There were several years that have those clashed dies. 1908 is the most common, but I believe they are on some 1912 coins as well.
I was wondering the same thing. Mine shows an itemized list of my coins, but no grades, or places for the grades. Surely they can't make us wait until we receive them.
Same here! That would stink haha, although just being one state over means it should ship quick (nek minnit. Three weeks)
I submitted one 1916 Mercury so worn down that you can't clearly make out a mintmark, but you can maybe see a "D". I have always wondered if it was a D or not. I sent it in as one of my free submissions along with my other stuff at the Raleigh show. On the shipping inventory, it lists the dime, but doesn't show the D, so I am guessing they didn't determine it was the real deal...
I thought the shipping inventory only reflected what you put on the shipping form? Did you declare it as a 1916-D?
At first the page will show something like "shipping." It will not show grades here. After a day or two, it will say shipped, and grades will post.
My grades posted. 69 for the Carr restrike, and 60 Cleaned for the three-cent nickel. I don't know where in the world they got "cleaned" -- it's possibly the most honestly lustrous coin in my collection, imaged closely enough to show individual flow lines, with just a couple of abrasions on the high points. The big question in my mind (and the mind of the ANACS rep who took it) was whether it would get AU58, or whether the abrasions would pass as "cabinet friction". "Cleaned" is completely out of left field. Ah, well -- I'll keep any further rants in the appropriate thread.
From my limited experiences with anacs I have seen similar results. An AU58 $2 1/2 graded by NGC came back AU details cleaned from anacs.
Yeah, I've got two other coins that they thought were cleaned, but most in-hand examiners disagreed. I would love to see a discussion between the ANACS grader who pronounced your coin clean and the NGC grader who said it wasn't, with the coin present for their examination. Even if ANACS is consistently catching subtle signs of cleaning that other TPGs miss, that seems dangerous. If they consistently disagree with NGC or PCGS, it's ANACS' accuracy, not NGC's or PCGS', that seems most likely to be questioned.

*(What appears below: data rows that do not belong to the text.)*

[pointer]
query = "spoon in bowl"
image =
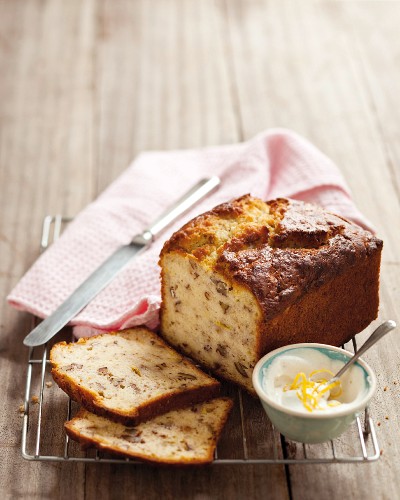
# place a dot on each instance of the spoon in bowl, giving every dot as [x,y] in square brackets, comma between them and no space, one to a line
[382,330]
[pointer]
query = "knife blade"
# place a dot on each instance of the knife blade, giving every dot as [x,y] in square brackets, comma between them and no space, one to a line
[106,272]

Paul is the guy in charge. If you ever have a chance, stop by their booth at a show. Great folks, love to 'talk coins'.
My grades just now posted. Got 2 counterfeits, but only on the very smallest gold coins. I was expecting one or two, but didn't know which ones for sure. Was surprised about the bent and cleaned Type 3 $1 gold. Pleased with the rest of the grades. Was hoping the 1916 Merc would be a D.